The analysis of pre- and post-flood samples in our study allowed us to explore the genetic consequences of population bottlenecks. The effects of bottlenecks are directly related to the increase of stochastic events associated with small population sizes, leading in most cases to a loss in genetic variability [40]. Recently, Bouzat [41] suggested that the potential genetic outcomes of demographic bottlenecks can only be assessed when considering replicated bottlenecked populations. In our study, we explored four separate locations that experienced episodes of massive mortalities with consequent reductions in population size ranging from 56 to 77%. Collectively, and taking into the consideration the magnitude of the demographic decline, only a limited genetic effect was observed. A moderate drop in genetic diversity was found in all locations, both in terms of heterozygosities and allelic richness, but all comparisons were statistically not significant. However, a total of 9 alleles were lost locally, in all the cases representing rare alleles with frequencies <0.05 prior to the flood that were no longer sampled after the flood events. Moreover, bottlenecks resulted in alteration of allele frequencies, particularly secondary alleles, which in some cases experienced a drop of 20–30% in frequency. This was notably observed at Studenc, where genetic composition was significantly different in pre- and post-flood samples, but not at the other populations.
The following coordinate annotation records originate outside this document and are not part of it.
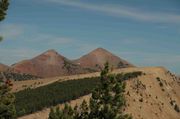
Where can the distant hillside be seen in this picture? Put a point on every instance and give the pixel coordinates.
(51, 64)
(3, 67)
(98, 57)
(7, 75)
(48, 64)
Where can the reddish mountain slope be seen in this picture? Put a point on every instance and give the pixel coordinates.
(48, 64)
(97, 58)
(3, 67)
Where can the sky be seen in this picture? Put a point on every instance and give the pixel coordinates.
(144, 32)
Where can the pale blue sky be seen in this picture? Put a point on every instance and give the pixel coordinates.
(144, 32)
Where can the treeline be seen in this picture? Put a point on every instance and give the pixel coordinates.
(17, 76)
(32, 100)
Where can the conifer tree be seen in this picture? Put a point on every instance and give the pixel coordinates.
(7, 108)
(106, 102)
(107, 99)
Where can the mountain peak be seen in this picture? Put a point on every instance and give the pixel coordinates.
(51, 51)
(100, 49)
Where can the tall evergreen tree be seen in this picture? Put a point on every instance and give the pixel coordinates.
(107, 99)
(106, 102)
(7, 108)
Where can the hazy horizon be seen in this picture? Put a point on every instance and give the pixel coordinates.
(145, 33)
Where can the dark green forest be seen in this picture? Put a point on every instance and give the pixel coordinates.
(32, 100)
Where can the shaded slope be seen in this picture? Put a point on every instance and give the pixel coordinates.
(48, 64)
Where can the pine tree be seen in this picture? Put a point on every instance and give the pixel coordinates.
(7, 108)
(107, 99)
(84, 110)
(106, 102)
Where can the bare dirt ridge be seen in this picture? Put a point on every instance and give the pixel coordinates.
(150, 96)
(48, 64)
(98, 57)
(3, 67)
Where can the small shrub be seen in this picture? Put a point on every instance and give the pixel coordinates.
(161, 84)
(141, 100)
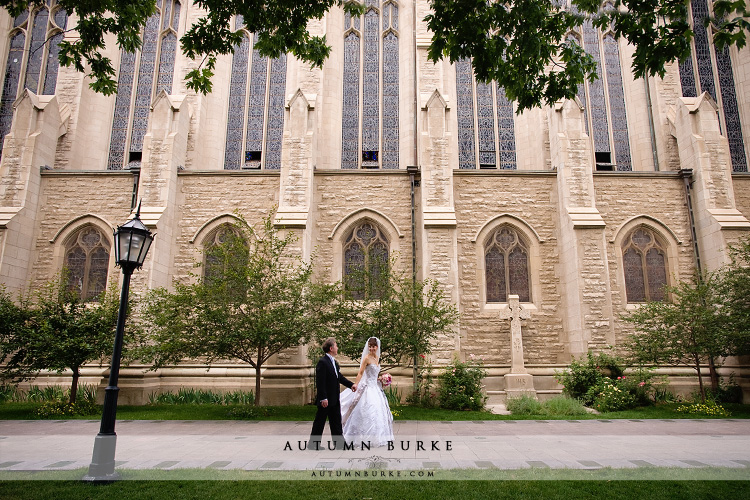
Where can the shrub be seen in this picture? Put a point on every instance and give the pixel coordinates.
(562, 405)
(524, 405)
(191, 396)
(393, 396)
(584, 374)
(710, 409)
(461, 386)
(249, 412)
(55, 409)
(727, 392)
(609, 396)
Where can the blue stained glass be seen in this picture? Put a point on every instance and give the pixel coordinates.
(36, 50)
(390, 100)
(256, 108)
(10, 83)
(50, 73)
(597, 104)
(581, 90)
(687, 78)
(485, 126)
(275, 121)
(236, 116)
(122, 112)
(617, 104)
(166, 62)
(176, 16)
(350, 118)
(61, 18)
(731, 112)
(506, 131)
(465, 114)
(144, 89)
(702, 48)
(167, 8)
(370, 90)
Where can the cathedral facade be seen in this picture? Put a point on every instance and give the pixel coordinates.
(583, 210)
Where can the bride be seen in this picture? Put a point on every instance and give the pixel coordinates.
(365, 413)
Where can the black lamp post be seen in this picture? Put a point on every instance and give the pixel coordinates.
(132, 241)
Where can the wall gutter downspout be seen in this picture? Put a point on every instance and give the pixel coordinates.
(687, 176)
(416, 88)
(651, 124)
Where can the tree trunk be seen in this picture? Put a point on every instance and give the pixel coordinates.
(700, 379)
(714, 375)
(74, 385)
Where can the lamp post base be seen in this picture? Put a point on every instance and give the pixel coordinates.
(102, 467)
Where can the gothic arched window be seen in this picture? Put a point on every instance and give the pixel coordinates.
(154, 66)
(32, 57)
(645, 263)
(87, 263)
(365, 261)
(479, 141)
(506, 266)
(604, 100)
(705, 56)
(224, 249)
(253, 105)
(370, 124)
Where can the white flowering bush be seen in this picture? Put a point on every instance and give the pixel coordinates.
(609, 395)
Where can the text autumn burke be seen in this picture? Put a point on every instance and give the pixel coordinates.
(419, 445)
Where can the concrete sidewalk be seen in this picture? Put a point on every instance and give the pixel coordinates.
(510, 445)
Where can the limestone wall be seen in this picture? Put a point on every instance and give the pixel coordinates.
(531, 198)
(623, 198)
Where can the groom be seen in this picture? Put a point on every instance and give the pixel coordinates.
(327, 378)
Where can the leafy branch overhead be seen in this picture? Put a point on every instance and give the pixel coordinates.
(524, 45)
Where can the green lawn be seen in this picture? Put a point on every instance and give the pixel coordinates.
(25, 411)
(376, 489)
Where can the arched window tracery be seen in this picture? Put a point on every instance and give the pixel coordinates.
(87, 263)
(506, 264)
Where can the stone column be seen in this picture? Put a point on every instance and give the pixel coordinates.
(30, 145)
(438, 255)
(164, 153)
(584, 273)
(705, 150)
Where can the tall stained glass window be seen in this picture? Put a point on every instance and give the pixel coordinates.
(486, 127)
(506, 266)
(224, 249)
(32, 57)
(604, 100)
(256, 98)
(366, 261)
(714, 71)
(142, 76)
(645, 264)
(370, 108)
(87, 263)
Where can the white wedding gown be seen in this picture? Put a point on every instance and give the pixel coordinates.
(365, 414)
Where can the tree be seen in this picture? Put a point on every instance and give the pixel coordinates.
(523, 44)
(262, 302)
(57, 331)
(734, 291)
(405, 313)
(690, 329)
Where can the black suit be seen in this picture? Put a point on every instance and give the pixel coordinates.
(328, 388)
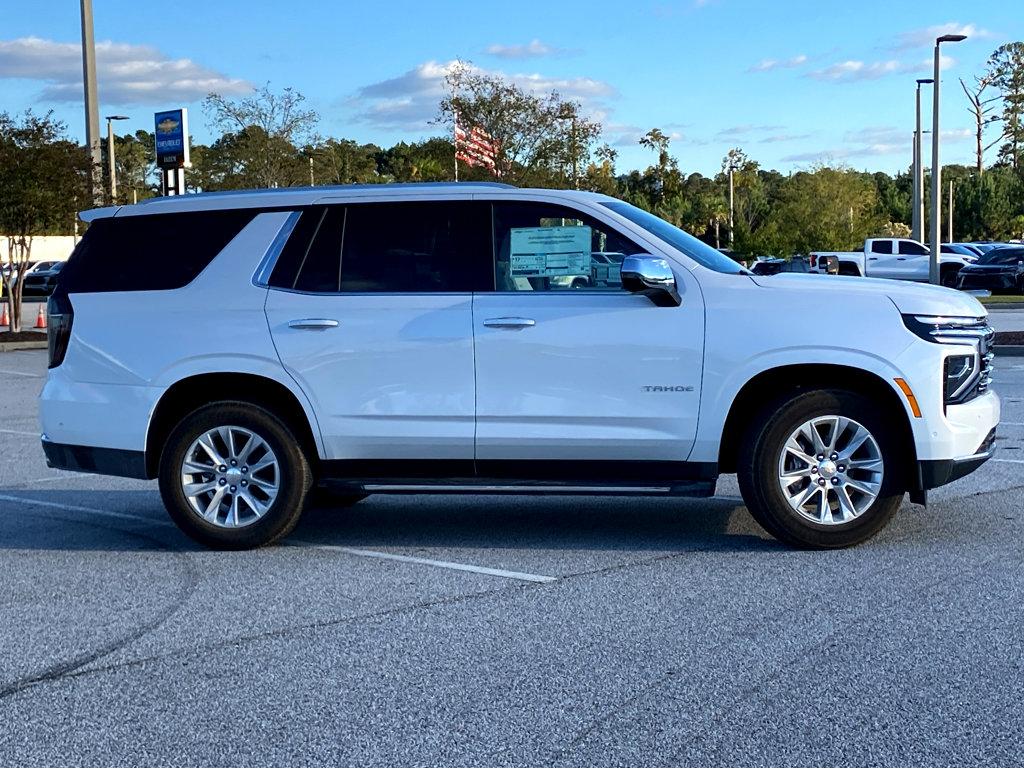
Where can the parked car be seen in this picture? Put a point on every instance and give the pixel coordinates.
(984, 247)
(897, 258)
(1000, 270)
(969, 254)
(42, 279)
(407, 338)
(969, 248)
(773, 265)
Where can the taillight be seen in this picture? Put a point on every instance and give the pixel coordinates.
(58, 318)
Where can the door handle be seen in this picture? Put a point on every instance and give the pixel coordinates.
(509, 323)
(312, 324)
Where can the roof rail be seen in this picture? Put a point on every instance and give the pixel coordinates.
(341, 188)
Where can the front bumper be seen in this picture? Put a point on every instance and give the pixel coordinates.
(996, 282)
(934, 473)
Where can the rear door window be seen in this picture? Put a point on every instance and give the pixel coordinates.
(909, 248)
(430, 246)
(546, 247)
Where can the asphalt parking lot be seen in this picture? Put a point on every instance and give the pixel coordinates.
(495, 631)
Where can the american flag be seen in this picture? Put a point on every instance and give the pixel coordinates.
(475, 147)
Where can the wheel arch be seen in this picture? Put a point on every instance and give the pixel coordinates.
(776, 382)
(188, 393)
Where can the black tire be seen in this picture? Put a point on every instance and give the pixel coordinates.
(294, 481)
(759, 465)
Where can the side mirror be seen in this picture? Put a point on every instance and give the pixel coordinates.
(652, 276)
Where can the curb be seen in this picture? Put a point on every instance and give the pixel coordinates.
(11, 346)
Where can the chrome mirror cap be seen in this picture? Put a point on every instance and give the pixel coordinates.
(652, 276)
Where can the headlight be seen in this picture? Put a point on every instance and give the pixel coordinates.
(968, 371)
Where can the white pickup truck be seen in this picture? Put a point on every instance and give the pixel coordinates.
(898, 258)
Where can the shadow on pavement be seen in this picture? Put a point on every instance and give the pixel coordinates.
(493, 522)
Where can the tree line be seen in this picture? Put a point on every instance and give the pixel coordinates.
(270, 139)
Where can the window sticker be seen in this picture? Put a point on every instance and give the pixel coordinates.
(548, 252)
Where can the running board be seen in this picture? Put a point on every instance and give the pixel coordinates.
(419, 485)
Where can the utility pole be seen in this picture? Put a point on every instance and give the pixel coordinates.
(949, 211)
(91, 104)
(934, 275)
(732, 229)
(918, 215)
(110, 156)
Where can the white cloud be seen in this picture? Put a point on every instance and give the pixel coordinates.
(873, 141)
(410, 100)
(744, 130)
(534, 49)
(767, 65)
(853, 70)
(926, 36)
(127, 74)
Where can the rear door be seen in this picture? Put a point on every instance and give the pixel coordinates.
(912, 261)
(881, 259)
(371, 309)
(574, 375)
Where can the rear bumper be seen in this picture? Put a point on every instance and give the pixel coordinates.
(934, 473)
(87, 459)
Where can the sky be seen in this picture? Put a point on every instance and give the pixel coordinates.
(791, 82)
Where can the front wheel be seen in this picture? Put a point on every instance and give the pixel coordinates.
(232, 476)
(822, 469)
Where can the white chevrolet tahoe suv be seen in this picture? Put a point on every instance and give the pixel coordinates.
(245, 347)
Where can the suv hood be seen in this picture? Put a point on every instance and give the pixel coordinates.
(909, 298)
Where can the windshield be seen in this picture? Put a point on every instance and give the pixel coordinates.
(687, 244)
(1001, 256)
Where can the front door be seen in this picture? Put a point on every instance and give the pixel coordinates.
(569, 367)
(371, 310)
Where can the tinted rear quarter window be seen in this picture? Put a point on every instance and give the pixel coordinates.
(151, 252)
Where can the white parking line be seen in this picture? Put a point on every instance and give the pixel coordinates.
(84, 509)
(51, 478)
(428, 562)
(336, 548)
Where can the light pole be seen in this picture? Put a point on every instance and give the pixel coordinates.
(918, 215)
(110, 155)
(933, 274)
(91, 105)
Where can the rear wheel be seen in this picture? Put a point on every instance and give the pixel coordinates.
(232, 475)
(822, 469)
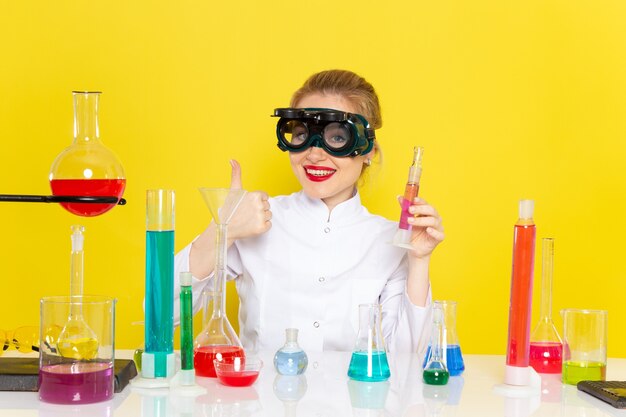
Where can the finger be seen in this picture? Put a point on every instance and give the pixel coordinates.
(435, 234)
(425, 221)
(235, 176)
The moderate reduction of allelic diversity and heterozygosity might be attributable to the particular demographic history of those populations. In his recent review, Bouzat [41] emphasized the potential role of population history in determining the outcome of demographic bottlenecks. Specifically, one can expect that populations experiencing recurrent bottlenecks might have had their genetic pool already eroded over time, which would decrease the effectiveness of both purifying selection and random allele elimination. This holds particularly true for the Slovenian marble trout populations in our study, which have been repeatedly impacted by severe flood events, with a presumable occurrence interval of 50–100 years [27]. Bayesian demographic analysis using the MSVAR procedure is concordant with a scenario of serial bottleneck episodes that might have been occurring for 150–1340 years.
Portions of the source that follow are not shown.